The primary risk being that the Fed is actually not in control of interest rates, after all and that a shift can take interest rates into their own direction, regardless of Fed desires. In order to make the Fed policy morph into an illusion of rational deduction and analysis based on data, and to facilitate the appearance of markets interpreting a change in policy as an indication of a sound economic environment, it is clear that the central banks were up to old tricks using unlimited liquidity to purchase risk assets on full bore yesterday. This appears to be yet another tactic "doomed to failure" of these irrational, inappropriate and highly risky policies. Indeed, the actions by the central banks appear to have sought to shake bearish resolve and encourage bullish speculation - and these conditions can obviously be seen in the risk markets presently.

The chart below is the market structure projection chart that we have been publishing for months. It has provided a good guide for the general movements of the markets. Recently is become clear that the markets which sometimes will move plus or minus a week to these projections have consistently been leading about a week since roughly May/June. In evaluating this behavior, we are presenting a chart which shows market structure projection both as it has been plotted and published on these pages - the dark magenta line, and also the same market structure projection plot shown offset by one week. As can be seen, especially in the near-term, these projections have been prescient and accurate. We are now entering timing tolerances shown by the boxed areas on the chart below that are probably for an inflection point. This coming inflection point is a very serious inflection point. Its significance implies a turn from up to down in the markets for the next five months or so - with weakness biasing into February and March next year.

Updated Daily/Weekly Market Structure Projections

Updated Daily/Weekly Market Structure Projections

OPEX Intraday MSP Projections

OPEX Inflection Point? Friday Intraday Projections

This week's options expiration activity matched 20-year expectations for market structure production. With strong rally shown in red starting at around 11 AM. The data shown below is specific to options expiration week behavior. So far, options expiration Friday is following the market structure projection normals, which are indicated by the red projection on the chart below. Normally, acceleration occurs in the 2 PM area specifically in the last hour and a half of options expiration Friday. In this case, the edge is for a down in reaction. However, take note that in strong bear market moves where options expiration has been proceeded by. A weakness the last hour and a half to two hours of the Friday expiration can be a relatively sharp upwards reaction. This is not expected today, as our desperate and panicked central bankers have done a fine job of messing up the best-planned option positions into this week.

As a note, yesterday was a very unusual day with the tools triggering the equivalent of the strongest buying efforts in the last 15 to 20 years.
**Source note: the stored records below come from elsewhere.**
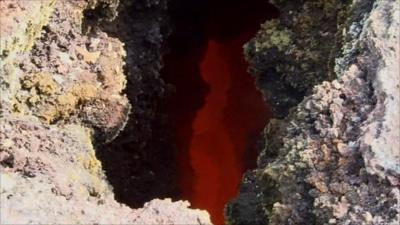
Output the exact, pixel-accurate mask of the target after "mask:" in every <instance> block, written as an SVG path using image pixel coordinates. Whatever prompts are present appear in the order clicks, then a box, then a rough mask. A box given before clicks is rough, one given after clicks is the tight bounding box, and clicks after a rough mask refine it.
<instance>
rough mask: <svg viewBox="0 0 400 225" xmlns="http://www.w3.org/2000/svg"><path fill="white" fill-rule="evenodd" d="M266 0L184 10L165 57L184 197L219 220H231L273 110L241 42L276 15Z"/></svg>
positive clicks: (172, 119)
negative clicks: (245, 176) (170, 93)
mask: <svg viewBox="0 0 400 225" xmlns="http://www.w3.org/2000/svg"><path fill="white" fill-rule="evenodd" d="M266 2H267V1H265V0H261V1H259V0H252V1H246V2H245V3H243V1H237V2H236V1H231V2H230V3H229V4H232V5H231V7H224V5H223V4H220V5H219V4H217V5H216V4H214V3H213V4H211V3H209V4H208V5H207V7H205V11H202V12H203V13H205V14H204V15H203V14H202V16H203V17H202V16H199V17H200V19H199V20H195V21H193V20H189V22H187V21H186V22H185V21H184V22H182V18H179V19H180V20H179V22H178V25H177V34H176V36H175V38H174V40H173V41H172V44H171V46H172V50H171V53H170V54H168V55H167V56H166V58H165V67H164V71H163V76H164V79H165V80H166V81H167V82H168V83H171V84H173V85H174V86H175V88H176V93H175V94H174V95H173V96H171V98H170V99H169V102H168V113H169V117H170V120H171V121H172V123H173V127H174V129H175V130H174V132H175V136H176V145H177V149H178V163H179V168H180V174H179V175H180V187H181V190H182V198H183V199H187V200H189V201H190V202H191V204H192V206H193V207H195V208H200V209H206V210H207V211H208V212H209V213H210V215H211V219H212V221H213V222H214V224H216V225H221V224H223V223H224V217H223V209H224V205H225V204H226V203H227V202H228V201H229V200H230V199H232V198H233V197H235V196H236V195H237V193H238V185H239V183H240V180H241V178H242V175H243V173H244V172H245V170H246V169H249V167H250V166H254V165H255V161H256V155H257V151H256V149H255V142H256V140H257V138H258V135H259V134H260V132H261V130H262V128H263V127H264V125H265V124H266V122H267V120H268V118H269V117H270V112H269V111H268V108H267V106H266V104H265V102H264V101H263V99H262V95H261V93H260V92H259V91H257V90H256V87H255V84H254V78H253V77H252V76H251V75H250V74H248V72H247V67H248V65H247V63H246V62H245V60H244V57H243V48H242V46H243V44H244V43H246V42H247V41H248V40H249V39H250V38H251V37H252V36H254V34H255V32H256V30H257V29H258V27H259V24H260V23H261V22H264V21H265V20H266V19H267V18H270V17H271V12H272V14H273V16H275V15H276V12H275V11H271V10H273V8H271V6H270V5H268V4H267V3H266ZM218 10H221V11H218ZM243 11H245V12H246V11H247V12H248V14H241V12H243ZM194 15H196V14H190V16H192V17H193V16H194ZM205 15H207V17H204V16H205ZM177 21H178V20H177ZM193 24H195V25H196V26H197V28H196V27H195V28H194V25H193ZM188 32H190V33H188Z"/></svg>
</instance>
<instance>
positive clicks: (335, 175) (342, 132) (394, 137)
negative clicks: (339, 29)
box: [226, 0, 400, 225]
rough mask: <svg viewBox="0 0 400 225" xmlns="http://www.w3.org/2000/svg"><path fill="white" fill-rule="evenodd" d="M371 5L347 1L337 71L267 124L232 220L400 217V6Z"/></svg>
mask: <svg viewBox="0 0 400 225" xmlns="http://www.w3.org/2000/svg"><path fill="white" fill-rule="evenodd" d="M302 2H316V1H302ZM325 2H329V1H325ZM367 2H368V1H353V2H351V3H349V7H350V9H357V10H352V11H350V13H351V12H353V13H354V12H357V16H356V17H354V16H350V17H348V18H349V20H348V21H347V22H346V23H345V26H344V27H343V34H341V35H340V37H341V38H342V39H343V40H342V41H341V43H342V44H341V46H340V53H338V54H336V58H335V63H336V64H335V66H334V71H335V72H336V77H337V78H336V79H334V80H333V81H330V82H328V81H324V82H322V83H321V84H319V85H316V86H315V87H314V88H313V89H312V93H311V95H309V96H307V97H305V98H304V100H303V101H302V102H301V103H300V104H299V105H298V106H296V107H294V108H292V110H291V111H290V113H289V115H288V116H287V117H286V118H285V119H283V120H273V121H271V122H270V123H269V125H268V126H267V127H266V129H265V132H264V136H265V148H264V149H263V150H262V152H261V154H260V156H259V159H258V169H257V170H255V171H253V172H252V173H248V174H247V175H246V177H245V179H244V181H243V184H242V188H241V192H242V194H241V195H240V196H239V197H238V198H237V199H235V200H233V201H232V202H231V203H230V204H228V206H227V208H226V215H227V219H228V223H229V224H276V225H277V224H385V225H389V224H393V225H394V224H398V223H399V220H400V189H399V187H400V186H399V179H400V160H399V157H400V149H399V148H400V145H399V140H400V127H399V126H400V124H399V121H400V120H399V119H400V112H399V107H400V106H399V100H400V83H399V82H400V74H399V71H400V69H399V56H400V49H399V37H400V36H399V32H398V31H399V30H400V16H399V12H400V8H399V7H400V6H399V4H398V2H397V1H393V0H376V1H370V2H369V3H368V4H369V5H371V7H365V5H366V4H367ZM289 4H290V3H289ZM304 4H305V5H306V3H304ZM310 4H311V3H310ZM368 4H367V5H368ZM369 9H371V10H369ZM284 13H285V12H284ZM349 15H351V14H349ZM282 29H289V28H285V27H283V28H282ZM285 43H288V42H286V41H285ZM279 44H282V41H280V42H274V43H270V44H266V45H271V46H276V48H279V46H277V45H279ZM310 47H311V46H310ZM317 50H318V48H317ZM260 57H261V56H260ZM300 61H301V60H300ZM260 66H262V65H260ZM249 186H251V187H252V188H248V187H249ZM246 196H253V197H252V198H251V199H249V198H246ZM243 206H245V207H243ZM260 208H261V209H262V210H260ZM250 216H251V217H250ZM255 218H256V219H255ZM259 218H264V220H259Z"/></svg>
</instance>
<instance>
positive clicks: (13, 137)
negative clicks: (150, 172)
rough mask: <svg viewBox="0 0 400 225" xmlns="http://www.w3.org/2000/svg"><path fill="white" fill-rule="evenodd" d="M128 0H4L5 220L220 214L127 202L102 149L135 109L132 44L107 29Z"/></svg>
mask: <svg viewBox="0 0 400 225" xmlns="http://www.w3.org/2000/svg"><path fill="white" fill-rule="evenodd" d="M118 3H119V1H117V0H97V1H93V0H91V1H86V0H79V1H75V0H70V1H57V2H56V1H8V0H4V1H3V0H2V1H0V4H1V7H0V12H1V13H0V15H1V17H0V19H1V21H0V22H1V35H2V37H1V41H2V42H1V60H2V61H1V64H0V66H1V67H0V72H1V73H0V79H1V85H2V86H1V88H2V89H1V91H2V93H1V107H2V108H1V114H0V171H1V172H0V198H1V199H0V202H1V214H0V223H1V224H38V223H43V224H76V223H82V224H155V223H157V224H211V222H210V218H209V215H208V213H207V212H205V211H201V210H194V209H189V206H190V204H189V203H188V202H183V201H172V200H171V199H165V200H160V199H154V200H153V201H150V202H148V203H146V204H145V205H144V207H143V208H139V209H132V208H129V207H128V206H126V205H124V204H121V203H119V202H117V201H116V200H115V197H114V194H113V190H112V189H113V188H112V187H111V185H110V184H109V183H108V179H109V178H108V179H107V178H106V176H105V173H104V171H103V167H102V165H101V162H100V161H99V160H98V159H97V157H96V155H97V154H98V151H101V150H102V148H100V147H99V146H100V144H103V143H104V142H110V141H112V140H113V139H114V138H115V137H116V136H117V135H118V134H119V132H120V131H121V130H122V129H123V128H124V127H125V125H126V123H127V120H128V116H129V113H130V109H131V103H129V100H128V98H127V97H126V96H125V94H123V91H124V89H125V85H126V83H127V80H126V76H125V72H126V71H124V70H123V67H124V66H125V60H126V58H125V57H127V56H126V50H125V46H124V44H123V43H122V42H121V40H119V39H118V38H116V37H110V36H109V35H108V34H107V33H105V32H104V31H102V30H101V29H99V24H100V23H101V22H102V21H108V20H112V19H113V18H115V17H116V15H117V6H118ZM138 5H140V4H138ZM52 10H53V13H50V12H52ZM3 13H4V14H3ZM39 36H40V37H39ZM3 37H4V39H3ZM132 39H135V37H132ZM136 40H139V41H141V39H136ZM3 42H4V43H5V44H4V43H3ZM10 43H11V44H10ZM143 49H146V47H143V48H142V50H143ZM149 51H150V50H149ZM150 52H151V51H150ZM157 52H159V51H158V50H157ZM3 53H4V54H3ZM128 53H129V52H128ZM128 58H129V59H130V60H136V59H132V58H131V57H130V56H128ZM138 61H139V62H137V63H136V65H138V64H139V63H140V62H142V61H140V60H138ZM148 63H150V62H148ZM133 64H134V63H133V62H130V64H129V65H130V66H132V65H133ZM138 72H143V71H138ZM146 75H147V74H145V73H141V74H140V76H143V77H145V76H146ZM137 80H139V79H137ZM130 81H132V80H130ZM135 81H136V80H135ZM142 85H143V83H140V82H138V83H137V84H136V86H137V87H142ZM133 103H134V104H137V103H141V102H140V101H133ZM138 109H141V107H138ZM95 144H96V146H94V145H95ZM95 147H96V150H95ZM134 150H135V149H133V150H132V151H134ZM96 151H97V152H96ZM131 159H132V160H133V157H132V158H131ZM118 175H120V176H124V175H125V174H118ZM123 179H126V177H125V178H123ZM138 185H139V184H138ZM131 188H132V190H130V193H132V192H135V190H137V189H136V188H137V187H131ZM146 188H147V187H146Z"/></svg>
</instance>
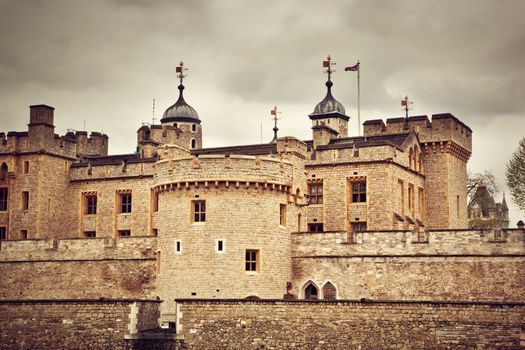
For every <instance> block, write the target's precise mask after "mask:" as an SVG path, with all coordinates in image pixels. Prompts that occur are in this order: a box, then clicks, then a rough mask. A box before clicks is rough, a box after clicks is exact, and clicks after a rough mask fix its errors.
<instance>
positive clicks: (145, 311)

This registered with a 100% percentile X-Tick and a breakout over this emotional buying extreme for one of the strongest buying panics and buying capitulations that we have witnessed. This was truly extraordinary if not a bit shocking, especially given the limited amount of cash that flowed into the market yesterday. Generally, mcm expectations for this week were for a consolidation week from last week's highs followed by a further upward bias grind into early November. Yesterday's buying panic, however, especially when combined the pending low expected in the dollar, sets up the risk markets for some significant headwinds. Though edges into November in the equity markets are positive, probabilities favor day-to-day weakness with large spikes interspersed between – most likely triggered by hyperbole from our central planning contingent.